Classification des molécules HLA
En classant les quelques 450 molécules HLA selon leur capacité plus ou moins forte à lier les peptides du coronavirus, l’étude fournit un inventaire de référence essentiel pour identifier les susceptibilités ou résistances génétiques plus ou moins grandes des individus au virus. Elle montre également que la fréquence de ces variants HLA diffère de manière significative d’une population à l’autre.
«Nous avons ainsi été surpris de constater que les populations natives d’Amérique présentaient à la fois les fréquences les plus élevées des variants HLA qui se lient le plus fortement aux peptides et les fréquences les plus basses de ceux qui se lient le moins fortement, souligne José Manuel Nunes, chercheur à l’Unité d’anthropologie et co-auteur de la publication. Il ne faut cependant pas en tirer des conclusions trop hâtives. Les molécules HLA contribuent à la réponse immunitaire mais elles ne sont de loin pas les seuls éléments permettant de prédire une résistance efficace ou non à un virus. Cela se vérifie d’ailleurs sur le terrain puisque les populations natives d’Amérique ne sont, apparemment, pas moins touchées que les autres par le COVID-19.»
Molécules «généralistes»
Dans la même étude, les auteurs ont aussi analysé les liaisons HLA-peptides pour la totalité des protéines de 6 autres virus à potentiel pandémique (2 autres coronavirus, 3 virus influenza de la grippe et le virus HIV-1 du SIDA). Il en ressort que de nombreux variants HLA sont capables de se lier fortement aux peptides de l’ensemble des 7 virus étudiés. D’autres font de même pour tous les virus de type respiratoire (coronavirus et influenza). Cela signifie donc qu’il existe de nombreuses molécules HLA «généralistes», c’est-à-dire qui sont efficaces contre de nombreux virus différents.

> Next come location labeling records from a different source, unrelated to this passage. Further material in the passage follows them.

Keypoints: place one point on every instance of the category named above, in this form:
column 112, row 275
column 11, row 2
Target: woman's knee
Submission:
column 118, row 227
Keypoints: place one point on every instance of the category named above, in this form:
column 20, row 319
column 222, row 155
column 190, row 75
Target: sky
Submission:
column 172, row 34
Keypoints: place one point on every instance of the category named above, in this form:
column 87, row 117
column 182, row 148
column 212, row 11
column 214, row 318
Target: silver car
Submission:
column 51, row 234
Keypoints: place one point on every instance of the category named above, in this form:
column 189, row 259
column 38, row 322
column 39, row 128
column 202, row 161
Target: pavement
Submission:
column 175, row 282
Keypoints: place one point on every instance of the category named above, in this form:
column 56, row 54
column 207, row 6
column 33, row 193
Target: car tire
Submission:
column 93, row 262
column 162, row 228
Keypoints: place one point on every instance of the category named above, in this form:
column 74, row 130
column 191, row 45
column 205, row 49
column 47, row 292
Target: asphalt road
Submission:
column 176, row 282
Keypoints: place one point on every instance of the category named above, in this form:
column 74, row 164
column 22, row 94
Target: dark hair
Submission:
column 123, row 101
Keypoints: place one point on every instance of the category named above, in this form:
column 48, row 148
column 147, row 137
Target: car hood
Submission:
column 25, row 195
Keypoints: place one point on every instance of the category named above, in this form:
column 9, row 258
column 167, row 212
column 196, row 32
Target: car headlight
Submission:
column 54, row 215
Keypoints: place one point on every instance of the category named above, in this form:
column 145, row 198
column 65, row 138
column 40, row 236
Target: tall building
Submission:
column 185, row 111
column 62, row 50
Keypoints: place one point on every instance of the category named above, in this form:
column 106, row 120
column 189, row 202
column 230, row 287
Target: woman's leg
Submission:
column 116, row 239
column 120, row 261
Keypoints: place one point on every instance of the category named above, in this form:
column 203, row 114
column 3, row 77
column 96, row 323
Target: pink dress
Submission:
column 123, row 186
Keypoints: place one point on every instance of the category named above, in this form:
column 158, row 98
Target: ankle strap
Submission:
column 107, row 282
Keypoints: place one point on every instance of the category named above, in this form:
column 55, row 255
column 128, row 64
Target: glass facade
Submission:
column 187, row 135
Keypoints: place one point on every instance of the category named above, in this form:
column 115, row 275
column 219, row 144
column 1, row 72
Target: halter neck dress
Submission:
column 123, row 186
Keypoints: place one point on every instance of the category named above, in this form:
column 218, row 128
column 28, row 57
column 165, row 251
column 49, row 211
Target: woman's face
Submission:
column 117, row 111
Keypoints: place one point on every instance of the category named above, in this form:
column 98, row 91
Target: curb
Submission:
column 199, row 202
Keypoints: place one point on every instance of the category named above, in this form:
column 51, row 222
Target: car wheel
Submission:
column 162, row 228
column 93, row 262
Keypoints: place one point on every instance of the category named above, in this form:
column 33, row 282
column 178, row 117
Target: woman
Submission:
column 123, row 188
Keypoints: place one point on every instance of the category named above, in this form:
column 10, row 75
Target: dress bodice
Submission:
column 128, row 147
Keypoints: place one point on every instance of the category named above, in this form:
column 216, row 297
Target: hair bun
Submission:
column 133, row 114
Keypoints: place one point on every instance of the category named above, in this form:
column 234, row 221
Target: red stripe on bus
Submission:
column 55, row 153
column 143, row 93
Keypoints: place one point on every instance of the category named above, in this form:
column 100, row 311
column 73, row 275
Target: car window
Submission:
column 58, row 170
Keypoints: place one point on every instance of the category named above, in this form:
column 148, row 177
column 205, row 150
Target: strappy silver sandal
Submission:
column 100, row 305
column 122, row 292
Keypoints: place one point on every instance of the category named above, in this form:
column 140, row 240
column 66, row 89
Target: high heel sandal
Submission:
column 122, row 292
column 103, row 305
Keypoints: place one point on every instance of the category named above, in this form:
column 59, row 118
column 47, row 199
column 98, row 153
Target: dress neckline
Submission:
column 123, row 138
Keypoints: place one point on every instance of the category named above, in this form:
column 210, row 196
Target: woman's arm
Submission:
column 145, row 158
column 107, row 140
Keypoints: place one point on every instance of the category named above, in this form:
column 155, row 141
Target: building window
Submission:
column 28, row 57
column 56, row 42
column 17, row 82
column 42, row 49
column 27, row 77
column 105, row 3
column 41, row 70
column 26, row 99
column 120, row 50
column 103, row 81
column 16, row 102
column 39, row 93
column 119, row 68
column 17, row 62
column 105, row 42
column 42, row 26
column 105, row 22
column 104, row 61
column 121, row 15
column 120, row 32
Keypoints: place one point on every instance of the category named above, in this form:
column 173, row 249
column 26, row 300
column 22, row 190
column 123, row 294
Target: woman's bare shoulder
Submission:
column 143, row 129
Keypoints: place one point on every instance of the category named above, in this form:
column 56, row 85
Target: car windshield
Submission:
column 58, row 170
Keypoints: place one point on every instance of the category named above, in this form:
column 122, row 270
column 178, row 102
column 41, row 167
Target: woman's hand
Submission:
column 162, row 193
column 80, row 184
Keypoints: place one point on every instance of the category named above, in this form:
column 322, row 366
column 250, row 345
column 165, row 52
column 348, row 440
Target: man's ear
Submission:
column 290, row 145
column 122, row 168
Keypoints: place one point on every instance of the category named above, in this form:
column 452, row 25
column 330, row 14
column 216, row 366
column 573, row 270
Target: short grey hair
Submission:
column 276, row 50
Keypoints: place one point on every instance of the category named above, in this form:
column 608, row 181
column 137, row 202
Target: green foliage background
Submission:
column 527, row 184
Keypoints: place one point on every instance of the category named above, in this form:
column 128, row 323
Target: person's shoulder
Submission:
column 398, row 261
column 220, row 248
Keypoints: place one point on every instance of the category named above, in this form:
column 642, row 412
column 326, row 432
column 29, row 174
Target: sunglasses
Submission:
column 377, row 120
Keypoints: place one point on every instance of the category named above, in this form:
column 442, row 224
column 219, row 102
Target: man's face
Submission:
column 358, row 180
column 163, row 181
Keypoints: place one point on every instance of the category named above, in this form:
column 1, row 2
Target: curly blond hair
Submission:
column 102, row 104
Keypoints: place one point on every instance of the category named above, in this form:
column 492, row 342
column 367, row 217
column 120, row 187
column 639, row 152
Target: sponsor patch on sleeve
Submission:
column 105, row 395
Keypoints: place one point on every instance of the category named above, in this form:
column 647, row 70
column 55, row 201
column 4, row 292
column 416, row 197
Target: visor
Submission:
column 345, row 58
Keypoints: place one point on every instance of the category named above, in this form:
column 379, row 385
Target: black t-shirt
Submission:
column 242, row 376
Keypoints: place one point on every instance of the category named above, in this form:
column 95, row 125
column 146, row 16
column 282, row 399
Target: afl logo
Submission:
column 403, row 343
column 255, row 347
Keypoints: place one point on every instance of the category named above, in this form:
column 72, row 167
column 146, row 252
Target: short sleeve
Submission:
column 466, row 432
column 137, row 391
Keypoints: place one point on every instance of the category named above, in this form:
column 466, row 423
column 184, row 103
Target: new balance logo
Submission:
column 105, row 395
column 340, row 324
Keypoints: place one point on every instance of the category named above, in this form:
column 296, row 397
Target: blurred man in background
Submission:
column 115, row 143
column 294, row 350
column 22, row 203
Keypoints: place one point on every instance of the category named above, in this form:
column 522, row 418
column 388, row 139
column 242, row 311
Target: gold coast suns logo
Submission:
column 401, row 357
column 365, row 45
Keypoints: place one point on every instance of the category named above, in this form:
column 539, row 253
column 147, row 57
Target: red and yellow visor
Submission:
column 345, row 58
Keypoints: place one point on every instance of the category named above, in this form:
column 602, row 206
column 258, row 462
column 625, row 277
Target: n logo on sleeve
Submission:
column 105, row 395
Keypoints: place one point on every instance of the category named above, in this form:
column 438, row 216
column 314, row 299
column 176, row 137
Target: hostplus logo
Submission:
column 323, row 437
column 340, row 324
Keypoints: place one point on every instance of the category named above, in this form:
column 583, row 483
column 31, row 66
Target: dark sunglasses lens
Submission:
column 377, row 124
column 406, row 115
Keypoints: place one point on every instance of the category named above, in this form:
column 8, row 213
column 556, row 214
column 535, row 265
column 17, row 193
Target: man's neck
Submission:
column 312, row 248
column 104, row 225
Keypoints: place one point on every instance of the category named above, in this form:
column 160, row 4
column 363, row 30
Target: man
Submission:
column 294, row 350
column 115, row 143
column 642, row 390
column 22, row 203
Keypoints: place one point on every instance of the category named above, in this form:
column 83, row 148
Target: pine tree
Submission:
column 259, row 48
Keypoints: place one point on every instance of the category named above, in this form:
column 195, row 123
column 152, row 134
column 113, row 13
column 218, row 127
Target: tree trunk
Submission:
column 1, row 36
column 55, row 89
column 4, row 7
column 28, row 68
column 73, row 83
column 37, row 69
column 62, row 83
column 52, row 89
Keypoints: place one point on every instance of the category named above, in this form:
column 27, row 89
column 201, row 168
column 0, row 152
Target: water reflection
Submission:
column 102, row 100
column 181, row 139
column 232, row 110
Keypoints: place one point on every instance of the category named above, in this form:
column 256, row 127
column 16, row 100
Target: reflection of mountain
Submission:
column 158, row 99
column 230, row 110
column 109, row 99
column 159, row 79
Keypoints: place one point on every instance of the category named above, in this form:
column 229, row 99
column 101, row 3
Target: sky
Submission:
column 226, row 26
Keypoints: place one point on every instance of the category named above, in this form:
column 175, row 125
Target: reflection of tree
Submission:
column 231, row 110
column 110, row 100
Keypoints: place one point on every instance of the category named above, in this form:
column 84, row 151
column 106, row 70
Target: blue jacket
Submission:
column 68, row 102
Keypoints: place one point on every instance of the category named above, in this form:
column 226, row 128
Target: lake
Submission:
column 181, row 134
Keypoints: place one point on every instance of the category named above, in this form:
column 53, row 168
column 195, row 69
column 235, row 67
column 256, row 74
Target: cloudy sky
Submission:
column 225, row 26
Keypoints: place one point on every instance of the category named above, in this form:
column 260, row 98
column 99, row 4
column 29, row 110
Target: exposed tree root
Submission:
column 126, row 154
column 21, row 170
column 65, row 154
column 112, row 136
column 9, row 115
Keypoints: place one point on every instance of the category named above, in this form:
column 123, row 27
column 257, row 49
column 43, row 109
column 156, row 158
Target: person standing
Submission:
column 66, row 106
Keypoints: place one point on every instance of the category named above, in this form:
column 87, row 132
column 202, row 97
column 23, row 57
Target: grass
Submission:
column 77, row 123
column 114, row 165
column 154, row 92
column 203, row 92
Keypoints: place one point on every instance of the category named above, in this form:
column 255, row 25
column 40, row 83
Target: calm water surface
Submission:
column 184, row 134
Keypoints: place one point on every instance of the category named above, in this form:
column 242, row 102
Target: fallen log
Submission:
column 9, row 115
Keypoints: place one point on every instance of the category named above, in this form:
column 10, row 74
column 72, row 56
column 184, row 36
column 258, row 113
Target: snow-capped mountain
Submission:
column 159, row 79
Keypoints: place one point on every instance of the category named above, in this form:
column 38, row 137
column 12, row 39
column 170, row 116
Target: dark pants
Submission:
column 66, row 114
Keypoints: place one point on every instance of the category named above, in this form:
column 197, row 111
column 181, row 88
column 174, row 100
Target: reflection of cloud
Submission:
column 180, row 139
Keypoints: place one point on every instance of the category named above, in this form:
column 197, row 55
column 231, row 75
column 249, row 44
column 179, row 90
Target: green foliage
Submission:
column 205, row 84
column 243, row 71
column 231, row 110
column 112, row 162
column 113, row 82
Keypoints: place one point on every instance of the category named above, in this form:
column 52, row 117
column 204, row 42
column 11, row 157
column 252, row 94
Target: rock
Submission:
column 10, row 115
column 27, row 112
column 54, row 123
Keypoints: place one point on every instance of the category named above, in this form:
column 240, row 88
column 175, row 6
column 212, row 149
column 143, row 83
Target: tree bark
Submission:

«Les différences entre populations observées dans cette étude sont en réalité des différences de fréquences de variants HLA généralistes ne se liant pas spécifiquement au coronavirus mais aussi à d’autres pathogènes, précise Alicia Sanchez-Mazas. C’est ce qui nous fait penser que les différences actuelles entre populations sont le résultat d’adaptations passées à des pressions pathogéniques différentes, ce qui est extrêmement informatif pour comprendre l’évolution génétique de notre espèce.»
Une suite logique à cette étude sera de déterminer quels sont précisément les peptides du coronavirus qui sont le plus fortement liés aux molécules HLA. Ce sont en effet ces peptides qui auront les plus fortes chances de déclencher une réaction immunitaire efficace. Leur identification sera une information essentielle pour le développement d’un vaccin.